1 ½ hours AND $244.56 LATER, I complete my short shopping trip.

Whaaaaa??????!!! The audible gasp I let out upon viewing the total tallied by my red-polo-shirted friend is certainly futile, if not ridiculous. Because this happens to me EVERY TIME.

So I find myself wondering on the ride home…do I let myself quadruple my expected spending every trip because I know in my heart of shopping hearts that it’s my Target destiny to do so? OR, are the folks behind the bull’s eye such brilliant marketers and merchandisers that when I enter those wide automatic doors and get a whiff of those personal pan pizzas at the snack bar, something in my brain snaps!?!?

When gals like me stride through the door… full of hope that we’ll stick to our fiscally responsible lists…do they shoot an invisible dart of shopping adrenaline that hits us right between the eyes casting a retail spell over us as we navigate our extra large red carts mindlessly through the aisles?

Maybe the security camera is actually just for show and the folks back at corporate in Minneapolis just sit around in conference rooms with a web cam and popcorn getting a good laugh every now and then. I can totally see it…

I walk through the door at 8pm on Tuesday night, bleary-eyed, clutching a short shopping list scrawled on a post-it with a half-dried-up green marker.

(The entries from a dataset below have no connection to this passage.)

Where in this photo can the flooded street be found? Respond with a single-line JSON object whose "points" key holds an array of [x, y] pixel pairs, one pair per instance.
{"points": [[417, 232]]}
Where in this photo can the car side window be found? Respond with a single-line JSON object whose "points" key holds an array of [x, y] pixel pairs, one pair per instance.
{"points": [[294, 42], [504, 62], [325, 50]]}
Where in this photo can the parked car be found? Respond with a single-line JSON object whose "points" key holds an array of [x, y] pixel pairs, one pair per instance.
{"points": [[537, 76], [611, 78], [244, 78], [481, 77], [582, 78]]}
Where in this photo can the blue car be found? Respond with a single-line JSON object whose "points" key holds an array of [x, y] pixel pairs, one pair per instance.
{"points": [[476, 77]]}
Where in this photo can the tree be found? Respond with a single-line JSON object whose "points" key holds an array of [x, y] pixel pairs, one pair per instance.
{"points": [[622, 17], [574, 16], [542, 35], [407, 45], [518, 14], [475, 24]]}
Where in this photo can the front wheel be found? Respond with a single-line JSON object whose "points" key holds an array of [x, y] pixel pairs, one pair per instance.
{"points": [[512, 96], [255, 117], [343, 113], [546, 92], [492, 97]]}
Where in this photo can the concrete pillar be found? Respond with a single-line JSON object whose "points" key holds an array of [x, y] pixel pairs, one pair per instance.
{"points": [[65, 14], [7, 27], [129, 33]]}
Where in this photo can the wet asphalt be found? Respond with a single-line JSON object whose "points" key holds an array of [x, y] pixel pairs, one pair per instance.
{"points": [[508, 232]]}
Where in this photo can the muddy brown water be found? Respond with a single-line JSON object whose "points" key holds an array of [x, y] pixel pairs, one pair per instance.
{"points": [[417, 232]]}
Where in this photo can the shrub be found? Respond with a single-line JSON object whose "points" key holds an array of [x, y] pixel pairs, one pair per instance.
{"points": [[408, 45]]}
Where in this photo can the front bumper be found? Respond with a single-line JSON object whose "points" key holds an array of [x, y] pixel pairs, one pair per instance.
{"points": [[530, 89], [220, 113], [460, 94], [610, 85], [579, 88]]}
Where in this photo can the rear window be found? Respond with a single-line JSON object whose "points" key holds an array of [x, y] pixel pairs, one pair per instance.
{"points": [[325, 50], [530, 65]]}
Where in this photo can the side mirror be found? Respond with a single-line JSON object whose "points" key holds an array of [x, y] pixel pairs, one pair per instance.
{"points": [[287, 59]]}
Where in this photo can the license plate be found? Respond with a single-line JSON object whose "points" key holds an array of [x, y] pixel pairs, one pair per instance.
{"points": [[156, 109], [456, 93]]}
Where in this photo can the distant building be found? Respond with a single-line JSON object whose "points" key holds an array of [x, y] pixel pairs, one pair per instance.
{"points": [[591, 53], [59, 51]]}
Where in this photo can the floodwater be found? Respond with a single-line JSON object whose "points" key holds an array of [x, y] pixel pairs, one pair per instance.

“Hey Sally, come see this! She’s only got 5 items on her list! Ha!! Cue the ladies clearance belt rack and the ½ price sports bras!”

THWACK! Goes the invisible dart to my forehead.

Hmmm..I think I actually need some new workout stuff.

“Ha Ha! It’s like shootin’ fish in a barrel! Call Jerry in household and tell him to cue the spring door wreaths!”


Inexplicably my squeaky cart is suddenly veering away from giant low-price shampoo bottles!! But ohhh…what are those pretty green flowery things over there in the home section!?!?!

Just strolling by ladies pajamas on my way to bath towels. Oh those look comfy…
There’s the shiny summery swim stuff…we need goggles for swim lessons!
Star Wars underwear is on sale, I’ll buy 2 packs!
Tinkerbell lunch boxes that sparkle?!?!
A 24-pack of paper towels!?!?
Thwack. Thwack. Thwack.


And then, it’s time to face the little neon numbers, $244.56.

Target, I’ve said it before and I’ll say it again.

I love you.

But it’s a wonder anyone gets out of there with $1 left in their pocket…which is exactly why you smart, smart people put the dollar bin section by the door.